= Fernando Berguido =

Panamanian newspaper executive

Fernando Berguido was born in Panama City, Panama in 1962. He earned his Bachelor of Laws Degree, cum laude, from Universidad Santa Maria La Antigua School of Law in Panama City, Panama in 1986. Then as a Fulbright Scholar he received his Master of Laws at the University of California, Los Angeles School of Law (UCLA) in 1988. He is a Neiman Fellow of Harvard University.

He practiced law in Panama City and lectured Constitutional Law at Universidad Santa Maria La Antigua School of Law. He is the author of “La sucesión presidencial en Panamá (1987)”.

Between 2000 and 2005 he served as president of Transparency International’s Panamanian Chapter. During his tenure, Berguido wrote the draft and was instrumental in the enactment of Panama’s first ever freedom of information law, known as “Ley de Transparencia”.

In 2001 he was appointed by Executive Order as Member of the Commission of Truth to investigate crimes committed during Panama’s Military Regime (1968-1989).

From 1994 to 2014 Berguido served in the board of directors of the Panamanian newspaper, La Prensa. In 2004 he was elected as chairman of the board of directors of Corporacion La Prensa and publisher of La Prensa. He has served from 2005-2007, and again since 2009 as Editor in Chief and head of the Investigative Unit.

He is a member of the board of directors of Instituto Latinoamericano de Estudios Avanzados (Ildea); Fundación para el Desarrollo de la Libertad Ciudadana, and of Centro Latinoamericano de Periodismo(Celap).

In 2010 the Nieman Foundation for Journalism at Harvard University announced the selection of Berguido as Nieman Fellow for the 2011 class.[4]

In 2013 he published "Una vida postuma", an autobiographical account that reached three editions within the first year.

Berguido served as Panamanian Ambassador to Italy from 2014 to 2017. He was responsible for solving the “Finmeccanica Affairs”, an intricate network of corruption that incriminates the governments of Silvio Berlusconi and Ricardo Martinelli for the purchase of US$250 million in helicopters and radars by Panama to the Italian conglomerate Finmeccanica.

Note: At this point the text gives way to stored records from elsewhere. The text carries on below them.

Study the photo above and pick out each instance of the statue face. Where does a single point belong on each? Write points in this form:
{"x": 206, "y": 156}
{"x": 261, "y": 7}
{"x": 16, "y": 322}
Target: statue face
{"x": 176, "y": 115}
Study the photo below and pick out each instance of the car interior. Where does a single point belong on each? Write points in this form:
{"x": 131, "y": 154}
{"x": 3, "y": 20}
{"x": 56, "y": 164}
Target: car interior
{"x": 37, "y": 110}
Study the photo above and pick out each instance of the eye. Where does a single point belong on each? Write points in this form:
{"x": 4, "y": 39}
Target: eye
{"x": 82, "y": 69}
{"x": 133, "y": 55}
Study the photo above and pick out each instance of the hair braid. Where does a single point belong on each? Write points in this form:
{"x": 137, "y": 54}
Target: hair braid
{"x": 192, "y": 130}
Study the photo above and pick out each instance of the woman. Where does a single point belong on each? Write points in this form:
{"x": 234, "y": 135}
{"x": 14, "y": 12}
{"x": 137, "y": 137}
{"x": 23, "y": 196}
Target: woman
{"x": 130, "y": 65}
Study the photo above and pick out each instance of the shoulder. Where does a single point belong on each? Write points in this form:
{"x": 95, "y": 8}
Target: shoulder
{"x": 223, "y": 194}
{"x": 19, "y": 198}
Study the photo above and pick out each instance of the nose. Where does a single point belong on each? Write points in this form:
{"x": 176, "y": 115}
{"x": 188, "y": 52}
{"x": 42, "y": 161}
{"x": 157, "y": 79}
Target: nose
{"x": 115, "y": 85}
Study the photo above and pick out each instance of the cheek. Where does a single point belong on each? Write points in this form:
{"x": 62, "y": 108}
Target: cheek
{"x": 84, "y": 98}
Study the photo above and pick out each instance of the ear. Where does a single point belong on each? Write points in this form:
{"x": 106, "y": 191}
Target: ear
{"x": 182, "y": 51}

Penguin Random House published in 2017 his book “Anatomia de una trampa” (Anatomy of a Scam), a true story that recounts the dealings of a former journalist turned diplomat, joining forces with Italian prosecutors, in order to expose the bribes behind the Finmeccanica deal, annul the contracts and recover millions of dollars of public funds to his country.

The Government of Panama decorated him in 2019 with the Great Cross of the Belisario Porras National Order for his civic duties and contributions to transparency in his country and for his role in the recuperation of stolen assets during his tenure as Ambassador to Italy.

He is a Member of the National Council of Foreign Affairs of the Republic of Panama] and of the Advisory Board of the Nieman Foundation for Journalism at Harvard.